Já minha esposa adorou… acho que é filme pra mulher mesmo. Ou talvez seja pq tinha assitido Tropa 2 na vespera e eu fui esperando algo de espetacular desse tal de Comer, Rezar e Amar. De qualquer maneira não recomendo ninguem pagar para assistir, espera passar na Sessão da Tarde mesmo.
Excelente crítica! E o sr. Darlano demonstra não entende bulhufas de cinema. rs.
Abraço!
Não entendi porque uma mulher saiu de um casamento sem nem explicar direito a causa,depois roda o mundo prá se “encontrar” em outro homem?Não gostei do livro.Passa o tempo,os séculos e a mulher busca “auto-ajuda” sempre no homem!Em tempo,não sou machista,sou casada tem muuuuuito tempo, amo meu marido e pela minha experiência de “ouvidora” de amigas conclui que todos homens são iguais,só muda a fachada!Então,diante disso,achei o livro bem fraquinho,acho que vou gostar do filme pelo entretenimento.
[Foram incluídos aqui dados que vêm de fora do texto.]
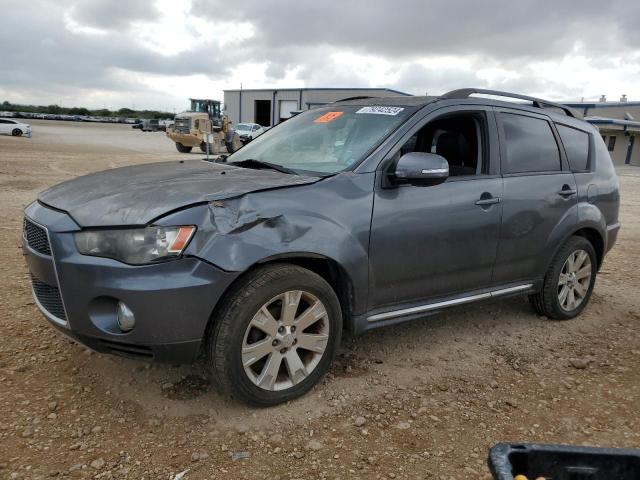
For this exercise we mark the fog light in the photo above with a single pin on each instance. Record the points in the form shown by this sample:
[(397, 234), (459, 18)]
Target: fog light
[(126, 319)]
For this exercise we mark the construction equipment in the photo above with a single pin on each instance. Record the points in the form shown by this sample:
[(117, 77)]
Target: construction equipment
[(204, 120)]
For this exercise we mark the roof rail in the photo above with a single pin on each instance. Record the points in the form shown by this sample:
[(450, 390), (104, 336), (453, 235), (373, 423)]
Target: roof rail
[(537, 102)]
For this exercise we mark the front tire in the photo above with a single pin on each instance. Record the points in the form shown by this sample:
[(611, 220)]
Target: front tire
[(182, 149), (569, 281), (275, 335)]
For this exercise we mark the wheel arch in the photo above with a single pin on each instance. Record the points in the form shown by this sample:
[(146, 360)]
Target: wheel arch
[(591, 232), (596, 239)]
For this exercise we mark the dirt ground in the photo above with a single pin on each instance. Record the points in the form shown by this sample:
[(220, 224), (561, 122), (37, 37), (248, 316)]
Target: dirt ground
[(422, 400)]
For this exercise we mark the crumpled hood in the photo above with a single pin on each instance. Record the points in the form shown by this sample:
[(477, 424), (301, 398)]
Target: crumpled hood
[(138, 194)]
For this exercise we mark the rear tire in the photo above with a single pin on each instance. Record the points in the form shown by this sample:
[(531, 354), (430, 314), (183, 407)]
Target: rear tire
[(569, 281), (182, 149), (257, 345)]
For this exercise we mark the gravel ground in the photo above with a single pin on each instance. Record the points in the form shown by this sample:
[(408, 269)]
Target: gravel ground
[(422, 400)]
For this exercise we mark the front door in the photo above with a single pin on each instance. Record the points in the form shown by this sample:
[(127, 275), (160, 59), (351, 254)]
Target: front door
[(433, 241)]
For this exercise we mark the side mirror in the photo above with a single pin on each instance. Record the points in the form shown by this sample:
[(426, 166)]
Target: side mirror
[(418, 168)]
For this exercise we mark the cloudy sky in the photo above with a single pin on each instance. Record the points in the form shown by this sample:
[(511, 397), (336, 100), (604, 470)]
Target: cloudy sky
[(157, 53)]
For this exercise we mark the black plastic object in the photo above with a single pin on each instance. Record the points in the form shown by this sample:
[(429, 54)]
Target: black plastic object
[(563, 462)]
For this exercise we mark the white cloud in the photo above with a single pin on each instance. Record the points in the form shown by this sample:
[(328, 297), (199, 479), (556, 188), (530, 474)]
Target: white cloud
[(157, 54)]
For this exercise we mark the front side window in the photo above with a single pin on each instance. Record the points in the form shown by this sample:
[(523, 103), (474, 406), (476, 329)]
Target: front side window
[(530, 145), (325, 140), (576, 146), (459, 138)]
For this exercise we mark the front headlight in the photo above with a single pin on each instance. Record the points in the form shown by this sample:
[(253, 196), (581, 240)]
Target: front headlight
[(136, 246)]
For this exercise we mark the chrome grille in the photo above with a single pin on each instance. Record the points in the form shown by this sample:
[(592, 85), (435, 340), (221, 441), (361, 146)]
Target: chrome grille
[(49, 298), (36, 237)]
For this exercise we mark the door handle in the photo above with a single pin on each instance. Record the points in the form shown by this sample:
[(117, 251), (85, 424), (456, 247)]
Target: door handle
[(567, 191), (487, 201)]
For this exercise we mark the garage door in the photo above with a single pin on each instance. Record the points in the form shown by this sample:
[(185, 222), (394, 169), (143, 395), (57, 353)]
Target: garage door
[(286, 107)]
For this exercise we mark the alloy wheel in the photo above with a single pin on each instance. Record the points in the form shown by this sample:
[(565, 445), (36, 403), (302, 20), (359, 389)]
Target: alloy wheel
[(285, 340), (574, 280)]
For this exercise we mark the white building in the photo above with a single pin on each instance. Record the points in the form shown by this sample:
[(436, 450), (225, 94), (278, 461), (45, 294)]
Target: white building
[(619, 125)]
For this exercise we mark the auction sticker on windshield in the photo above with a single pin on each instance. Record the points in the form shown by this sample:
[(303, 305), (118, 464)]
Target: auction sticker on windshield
[(327, 117), (378, 110)]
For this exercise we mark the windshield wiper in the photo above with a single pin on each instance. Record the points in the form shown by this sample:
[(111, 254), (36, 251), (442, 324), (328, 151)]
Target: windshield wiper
[(253, 163)]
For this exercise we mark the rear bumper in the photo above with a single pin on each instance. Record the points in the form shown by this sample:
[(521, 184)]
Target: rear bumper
[(172, 301)]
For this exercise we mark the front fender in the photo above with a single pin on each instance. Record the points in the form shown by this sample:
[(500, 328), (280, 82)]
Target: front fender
[(329, 219)]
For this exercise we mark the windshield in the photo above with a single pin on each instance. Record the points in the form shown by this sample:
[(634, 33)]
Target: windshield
[(324, 140)]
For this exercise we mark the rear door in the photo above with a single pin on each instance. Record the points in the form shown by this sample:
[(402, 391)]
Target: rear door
[(539, 199)]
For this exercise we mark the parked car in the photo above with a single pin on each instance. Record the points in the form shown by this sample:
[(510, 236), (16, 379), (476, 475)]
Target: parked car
[(360, 214), (15, 128), (248, 131)]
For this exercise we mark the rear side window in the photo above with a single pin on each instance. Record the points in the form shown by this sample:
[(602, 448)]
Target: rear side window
[(576, 145), (530, 145)]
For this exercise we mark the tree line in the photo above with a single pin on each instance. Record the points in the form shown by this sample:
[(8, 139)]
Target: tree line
[(101, 112)]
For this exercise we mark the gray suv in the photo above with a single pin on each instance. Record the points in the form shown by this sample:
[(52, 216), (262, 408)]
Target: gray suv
[(360, 214)]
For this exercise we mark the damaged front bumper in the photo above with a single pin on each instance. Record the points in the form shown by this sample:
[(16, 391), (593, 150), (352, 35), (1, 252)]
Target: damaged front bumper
[(172, 301)]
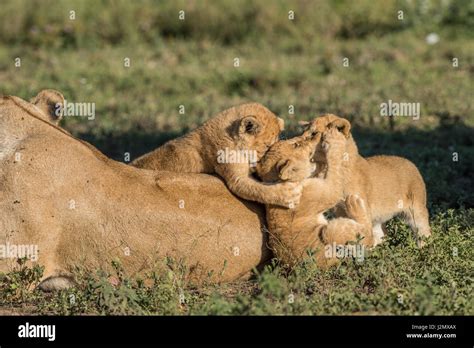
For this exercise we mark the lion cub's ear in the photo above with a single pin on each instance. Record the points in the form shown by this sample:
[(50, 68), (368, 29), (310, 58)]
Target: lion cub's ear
[(50, 102), (342, 126), (249, 125)]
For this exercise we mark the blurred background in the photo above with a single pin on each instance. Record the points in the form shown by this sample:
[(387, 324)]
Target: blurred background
[(187, 59)]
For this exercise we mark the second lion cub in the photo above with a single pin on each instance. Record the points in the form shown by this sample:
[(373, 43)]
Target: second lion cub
[(389, 185)]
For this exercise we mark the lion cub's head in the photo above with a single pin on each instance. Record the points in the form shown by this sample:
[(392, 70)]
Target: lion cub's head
[(315, 128), (255, 127), (288, 160)]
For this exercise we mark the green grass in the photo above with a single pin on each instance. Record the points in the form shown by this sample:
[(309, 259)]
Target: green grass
[(282, 63)]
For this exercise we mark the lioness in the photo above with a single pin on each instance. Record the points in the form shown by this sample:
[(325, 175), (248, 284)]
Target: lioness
[(295, 232), (389, 185), (75, 207), (245, 129)]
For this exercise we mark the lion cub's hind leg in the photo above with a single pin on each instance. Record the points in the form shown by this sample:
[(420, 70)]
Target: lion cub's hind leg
[(357, 224), (418, 219)]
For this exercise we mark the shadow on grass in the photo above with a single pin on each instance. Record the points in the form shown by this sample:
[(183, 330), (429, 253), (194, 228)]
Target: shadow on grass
[(443, 155)]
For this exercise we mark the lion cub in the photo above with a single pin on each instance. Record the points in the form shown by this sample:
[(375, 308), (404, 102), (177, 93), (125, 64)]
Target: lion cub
[(389, 185), (292, 233), (229, 145)]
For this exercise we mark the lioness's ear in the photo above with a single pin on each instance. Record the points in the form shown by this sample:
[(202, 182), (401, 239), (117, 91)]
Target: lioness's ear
[(51, 103), (284, 170), (342, 125), (249, 125)]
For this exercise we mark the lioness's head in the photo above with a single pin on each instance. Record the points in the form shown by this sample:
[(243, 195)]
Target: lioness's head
[(288, 160), (256, 127), (315, 128)]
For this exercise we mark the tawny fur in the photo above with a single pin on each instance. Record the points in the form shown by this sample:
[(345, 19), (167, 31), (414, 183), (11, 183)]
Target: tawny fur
[(297, 233), (389, 185), (247, 127), (82, 209)]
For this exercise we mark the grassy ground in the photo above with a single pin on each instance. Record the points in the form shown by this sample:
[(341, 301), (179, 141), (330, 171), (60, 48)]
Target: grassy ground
[(282, 63)]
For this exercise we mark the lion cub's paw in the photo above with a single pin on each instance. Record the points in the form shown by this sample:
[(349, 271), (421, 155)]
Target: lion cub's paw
[(355, 208), (290, 194)]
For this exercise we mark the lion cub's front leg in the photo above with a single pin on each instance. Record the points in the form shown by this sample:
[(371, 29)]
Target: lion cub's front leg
[(240, 182)]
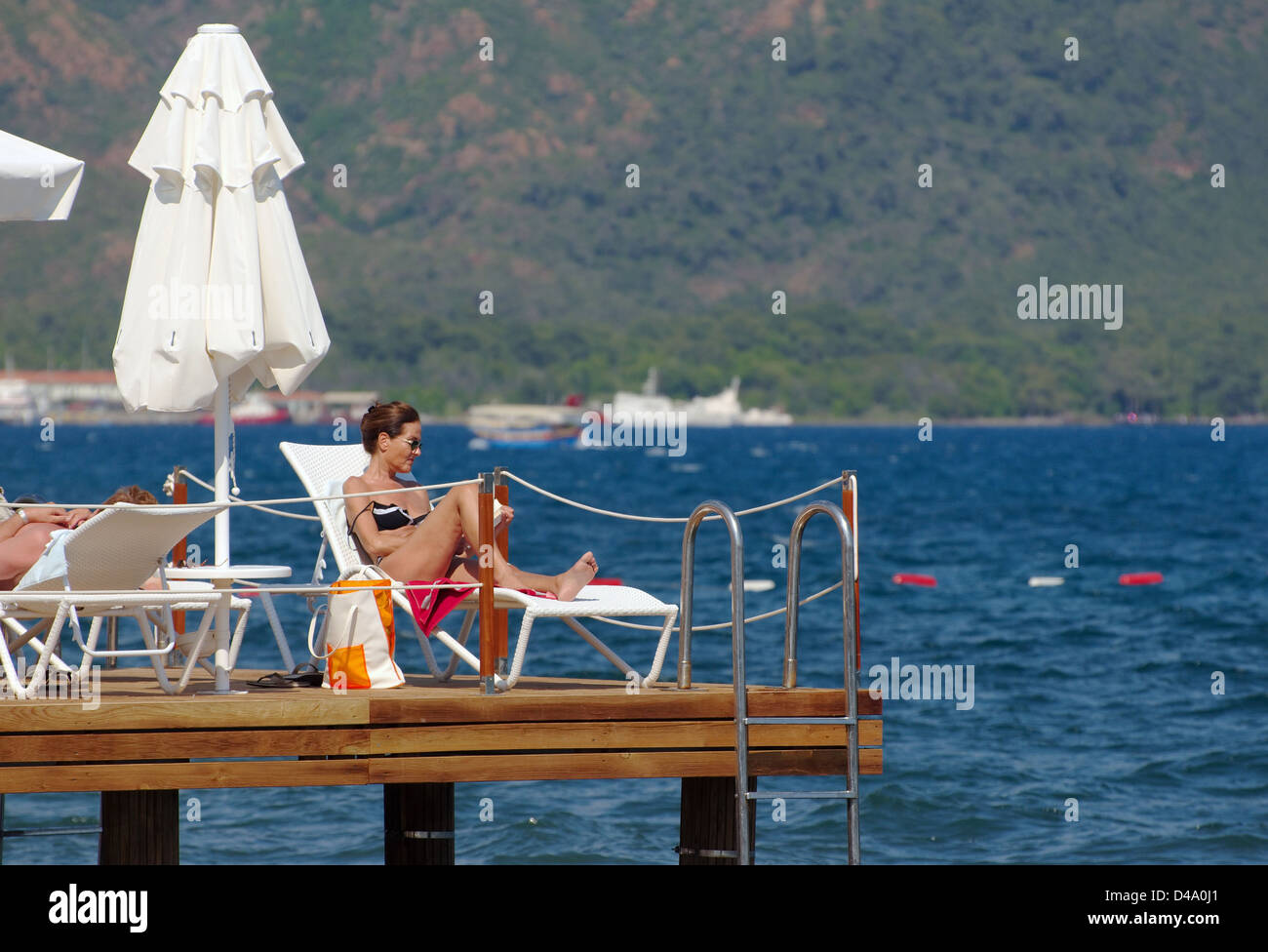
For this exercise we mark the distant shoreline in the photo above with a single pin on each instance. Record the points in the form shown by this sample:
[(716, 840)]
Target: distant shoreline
[(869, 422)]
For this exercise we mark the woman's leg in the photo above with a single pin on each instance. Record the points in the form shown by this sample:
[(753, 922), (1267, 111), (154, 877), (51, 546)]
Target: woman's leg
[(447, 533)]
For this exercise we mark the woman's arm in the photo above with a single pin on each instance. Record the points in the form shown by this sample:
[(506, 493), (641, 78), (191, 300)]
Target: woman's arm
[(376, 541)]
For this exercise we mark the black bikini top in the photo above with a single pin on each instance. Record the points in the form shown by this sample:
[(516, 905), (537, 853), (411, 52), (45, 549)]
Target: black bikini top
[(392, 516)]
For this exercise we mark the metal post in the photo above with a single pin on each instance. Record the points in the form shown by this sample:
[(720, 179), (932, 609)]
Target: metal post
[(485, 546), (736, 648), (850, 634), (850, 504), (178, 496), (502, 495)]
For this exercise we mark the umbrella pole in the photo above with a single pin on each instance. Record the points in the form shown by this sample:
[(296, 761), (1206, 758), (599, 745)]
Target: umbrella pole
[(223, 428)]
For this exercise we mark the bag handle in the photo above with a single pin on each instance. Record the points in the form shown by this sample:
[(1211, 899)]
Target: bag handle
[(312, 626)]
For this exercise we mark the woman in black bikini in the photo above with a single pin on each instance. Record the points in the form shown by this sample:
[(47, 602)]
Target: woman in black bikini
[(411, 538)]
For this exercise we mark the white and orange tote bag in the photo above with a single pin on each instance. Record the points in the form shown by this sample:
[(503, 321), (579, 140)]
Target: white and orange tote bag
[(360, 637)]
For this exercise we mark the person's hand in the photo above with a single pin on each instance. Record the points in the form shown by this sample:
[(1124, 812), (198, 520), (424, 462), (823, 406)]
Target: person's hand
[(77, 517), (52, 513)]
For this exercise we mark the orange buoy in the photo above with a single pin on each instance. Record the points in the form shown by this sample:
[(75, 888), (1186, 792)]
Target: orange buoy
[(911, 578)]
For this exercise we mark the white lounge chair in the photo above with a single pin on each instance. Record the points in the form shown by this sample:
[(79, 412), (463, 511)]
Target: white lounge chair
[(108, 558), (322, 470)]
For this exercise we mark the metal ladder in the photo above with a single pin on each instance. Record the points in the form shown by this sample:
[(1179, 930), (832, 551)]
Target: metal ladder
[(850, 794)]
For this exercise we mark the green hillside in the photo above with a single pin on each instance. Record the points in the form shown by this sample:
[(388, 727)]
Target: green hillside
[(755, 177)]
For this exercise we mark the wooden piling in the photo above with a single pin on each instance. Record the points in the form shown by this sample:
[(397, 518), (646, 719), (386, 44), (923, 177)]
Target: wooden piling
[(418, 824), (706, 821), (139, 828)]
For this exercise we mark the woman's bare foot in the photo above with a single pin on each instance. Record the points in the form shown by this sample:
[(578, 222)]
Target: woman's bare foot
[(577, 576)]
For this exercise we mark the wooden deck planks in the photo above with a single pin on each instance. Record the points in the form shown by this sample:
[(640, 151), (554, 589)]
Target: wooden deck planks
[(138, 738)]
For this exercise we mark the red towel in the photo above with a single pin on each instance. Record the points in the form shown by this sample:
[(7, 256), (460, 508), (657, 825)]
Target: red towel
[(431, 605)]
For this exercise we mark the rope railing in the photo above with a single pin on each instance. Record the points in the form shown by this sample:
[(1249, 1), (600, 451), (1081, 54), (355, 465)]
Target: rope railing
[(250, 503), (169, 490), (566, 500), (264, 506), (723, 624)]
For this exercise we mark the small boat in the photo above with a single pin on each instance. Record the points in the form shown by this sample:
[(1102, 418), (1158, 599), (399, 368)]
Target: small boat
[(257, 409), (718, 410), (527, 423), (17, 402)]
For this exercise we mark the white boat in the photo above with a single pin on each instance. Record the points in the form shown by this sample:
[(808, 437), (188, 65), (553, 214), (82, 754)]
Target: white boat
[(525, 423), (254, 409), (17, 402), (718, 410)]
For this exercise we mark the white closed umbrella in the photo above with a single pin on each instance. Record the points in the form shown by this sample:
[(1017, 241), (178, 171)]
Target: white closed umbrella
[(218, 295), (37, 184)]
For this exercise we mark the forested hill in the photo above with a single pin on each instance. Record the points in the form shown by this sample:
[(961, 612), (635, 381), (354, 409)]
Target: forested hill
[(755, 175)]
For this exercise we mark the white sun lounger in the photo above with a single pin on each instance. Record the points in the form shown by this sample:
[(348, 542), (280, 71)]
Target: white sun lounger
[(322, 470), (108, 558)]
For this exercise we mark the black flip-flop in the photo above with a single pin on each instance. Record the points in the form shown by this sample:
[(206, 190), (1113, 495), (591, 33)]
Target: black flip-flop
[(303, 676), (274, 680)]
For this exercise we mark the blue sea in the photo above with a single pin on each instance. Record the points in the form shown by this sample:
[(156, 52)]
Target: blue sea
[(1110, 724)]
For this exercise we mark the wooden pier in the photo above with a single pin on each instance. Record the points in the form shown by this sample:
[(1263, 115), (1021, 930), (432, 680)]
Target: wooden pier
[(139, 745)]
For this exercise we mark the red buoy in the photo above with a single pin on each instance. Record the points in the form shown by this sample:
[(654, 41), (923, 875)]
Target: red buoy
[(911, 578)]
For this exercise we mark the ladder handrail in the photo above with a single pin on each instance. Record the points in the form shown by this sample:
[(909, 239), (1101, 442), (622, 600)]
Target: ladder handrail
[(688, 584), (848, 608), (736, 646), (794, 591)]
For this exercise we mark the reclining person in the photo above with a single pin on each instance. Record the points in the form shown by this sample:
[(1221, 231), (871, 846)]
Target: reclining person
[(23, 545), (409, 537)]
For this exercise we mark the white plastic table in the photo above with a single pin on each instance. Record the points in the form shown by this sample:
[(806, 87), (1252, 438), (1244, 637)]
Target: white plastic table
[(222, 578)]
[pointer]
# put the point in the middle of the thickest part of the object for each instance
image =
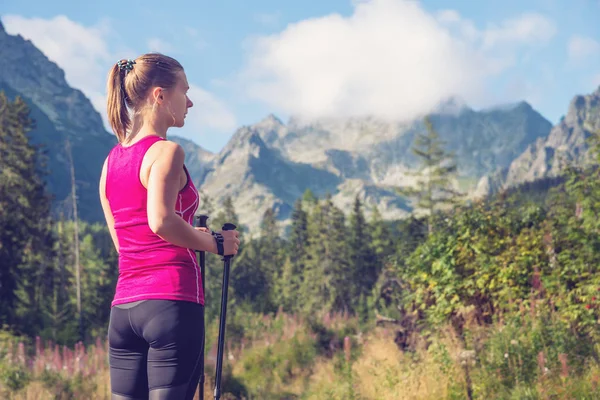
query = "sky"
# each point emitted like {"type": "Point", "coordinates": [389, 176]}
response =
{"type": "Point", "coordinates": [392, 59]}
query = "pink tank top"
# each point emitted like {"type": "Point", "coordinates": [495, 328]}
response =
{"type": "Point", "coordinates": [149, 267]}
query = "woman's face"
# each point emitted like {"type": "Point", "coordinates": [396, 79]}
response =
{"type": "Point", "coordinates": [176, 102]}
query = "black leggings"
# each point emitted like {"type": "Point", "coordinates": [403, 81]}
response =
{"type": "Point", "coordinates": [155, 349]}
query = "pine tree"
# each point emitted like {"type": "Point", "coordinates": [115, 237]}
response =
{"type": "Point", "coordinates": [362, 256]}
{"type": "Point", "coordinates": [434, 178]}
{"type": "Point", "coordinates": [288, 286]}
{"type": "Point", "coordinates": [25, 234]}
{"type": "Point", "coordinates": [272, 251]}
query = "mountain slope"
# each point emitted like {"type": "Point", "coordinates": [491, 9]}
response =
{"type": "Point", "coordinates": [366, 156]}
{"type": "Point", "coordinates": [62, 113]}
{"type": "Point", "coordinates": [257, 177]}
{"type": "Point", "coordinates": [547, 156]}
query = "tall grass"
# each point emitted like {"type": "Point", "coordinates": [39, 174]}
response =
{"type": "Point", "coordinates": [529, 356]}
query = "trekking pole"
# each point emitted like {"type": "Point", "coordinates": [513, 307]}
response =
{"type": "Point", "coordinates": [227, 265]}
{"type": "Point", "coordinates": [201, 256]}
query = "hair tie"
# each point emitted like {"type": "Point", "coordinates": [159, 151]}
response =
{"type": "Point", "coordinates": [127, 65]}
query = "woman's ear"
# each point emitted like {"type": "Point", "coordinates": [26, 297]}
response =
{"type": "Point", "coordinates": [157, 95]}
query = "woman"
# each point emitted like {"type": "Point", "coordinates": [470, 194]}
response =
{"type": "Point", "coordinates": [149, 201]}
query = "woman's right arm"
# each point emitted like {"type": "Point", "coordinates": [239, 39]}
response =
{"type": "Point", "coordinates": [163, 188]}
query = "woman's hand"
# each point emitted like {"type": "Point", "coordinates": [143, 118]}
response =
{"type": "Point", "coordinates": [231, 242]}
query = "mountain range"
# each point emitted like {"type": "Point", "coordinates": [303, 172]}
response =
{"type": "Point", "coordinates": [272, 163]}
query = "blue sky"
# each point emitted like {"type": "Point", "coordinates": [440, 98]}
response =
{"type": "Point", "coordinates": [390, 58]}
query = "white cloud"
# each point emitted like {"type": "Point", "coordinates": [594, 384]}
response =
{"type": "Point", "coordinates": [390, 59]}
{"type": "Point", "coordinates": [268, 19]}
{"type": "Point", "coordinates": [596, 80]}
{"type": "Point", "coordinates": [83, 52]}
{"type": "Point", "coordinates": [582, 47]}
{"type": "Point", "coordinates": [209, 111]}
{"type": "Point", "coordinates": [528, 28]}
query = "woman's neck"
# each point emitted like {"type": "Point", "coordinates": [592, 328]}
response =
{"type": "Point", "coordinates": [143, 127]}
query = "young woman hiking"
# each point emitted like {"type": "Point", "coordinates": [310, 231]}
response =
{"type": "Point", "coordinates": [149, 201]}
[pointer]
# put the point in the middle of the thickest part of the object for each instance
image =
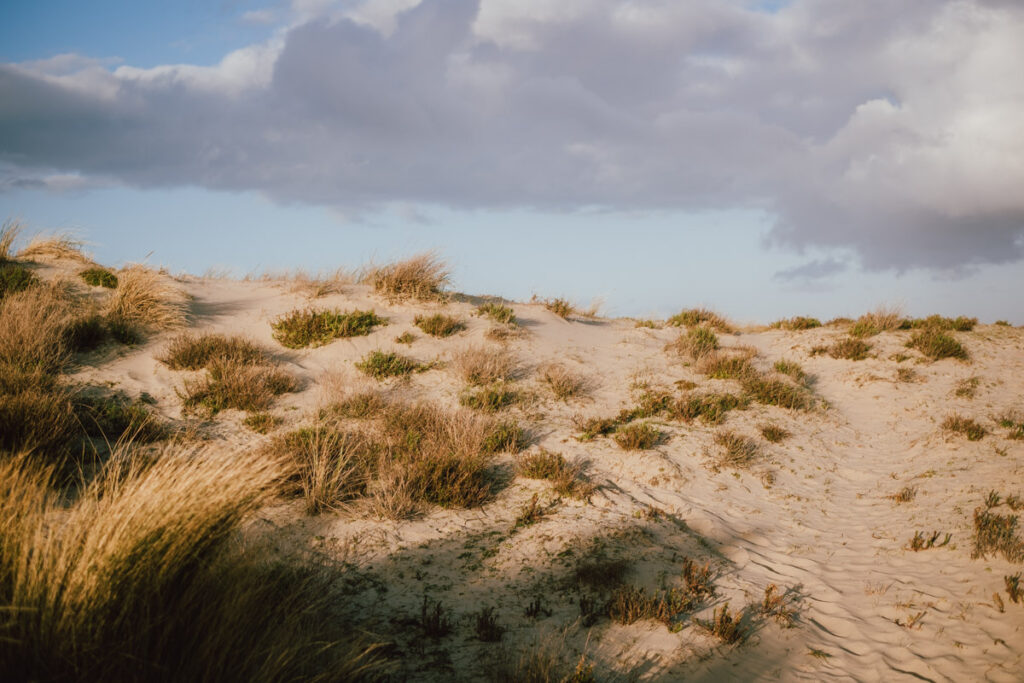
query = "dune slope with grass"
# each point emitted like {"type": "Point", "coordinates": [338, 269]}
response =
{"type": "Point", "coordinates": [540, 497]}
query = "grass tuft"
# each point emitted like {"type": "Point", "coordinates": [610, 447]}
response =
{"type": "Point", "coordinates": [967, 426]}
{"type": "Point", "coordinates": [382, 365]}
{"type": "Point", "coordinates": [300, 329]}
{"type": "Point", "coordinates": [936, 344]}
{"type": "Point", "coordinates": [99, 278]}
{"type": "Point", "coordinates": [439, 325]}
{"type": "Point", "coordinates": [423, 278]}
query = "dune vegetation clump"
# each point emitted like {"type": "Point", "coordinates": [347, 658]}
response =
{"type": "Point", "coordinates": [145, 298]}
{"type": "Point", "coordinates": [422, 278]}
{"type": "Point", "coordinates": [936, 344]}
{"type": "Point", "coordinates": [700, 316]}
{"type": "Point", "coordinates": [796, 324]}
{"type": "Point", "coordinates": [311, 327]}
{"type": "Point", "coordinates": [439, 325]}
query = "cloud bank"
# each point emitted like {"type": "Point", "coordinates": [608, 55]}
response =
{"type": "Point", "coordinates": [889, 129]}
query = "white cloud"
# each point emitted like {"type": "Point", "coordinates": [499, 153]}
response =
{"type": "Point", "coordinates": [888, 128]}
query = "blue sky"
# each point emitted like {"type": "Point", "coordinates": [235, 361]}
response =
{"type": "Point", "coordinates": [656, 156]}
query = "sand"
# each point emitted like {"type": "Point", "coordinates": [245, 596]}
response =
{"type": "Point", "coordinates": [812, 515]}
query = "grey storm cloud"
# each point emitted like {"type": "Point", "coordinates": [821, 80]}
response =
{"type": "Point", "coordinates": [889, 129]}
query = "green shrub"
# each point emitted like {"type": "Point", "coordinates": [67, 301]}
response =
{"type": "Point", "coordinates": [438, 325]}
{"type": "Point", "coordinates": [936, 344]}
{"type": "Point", "coordinates": [315, 328]}
{"type": "Point", "coordinates": [497, 312]}
{"type": "Point", "coordinates": [798, 323]}
{"type": "Point", "coordinates": [99, 278]}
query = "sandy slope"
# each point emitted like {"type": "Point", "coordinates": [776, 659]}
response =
{"type": "Point", "coordinates": [812, 516]}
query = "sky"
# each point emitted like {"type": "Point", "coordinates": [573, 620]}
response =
{"type": "Point", "coordinates": [766, 159]}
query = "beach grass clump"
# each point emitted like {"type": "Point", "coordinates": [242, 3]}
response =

para as pessoas que tem uma determinada idade com certeza já passou por problemas e sentimentos angustiantes. já tentei meditar, é verdade no começo eu ficava pensando em que carro queria ter qual cor coisas nada a ver com meditação,outra coisa verdadeira e tambem dolorida e quando falamos que ta tudo bem com relação a sentimentos quando nossos amigos se metem no querer ajudar,tentamos disfarçar. a verdade é o seguinte quando me lembro da minha ex eu so lembro das coisas boas que passamos juntos e desejo sempre o bem , e isso o filme demonstrou ,ele pode ser monotono mas é isso mesmo. e separação nem sempre tem uma explicação!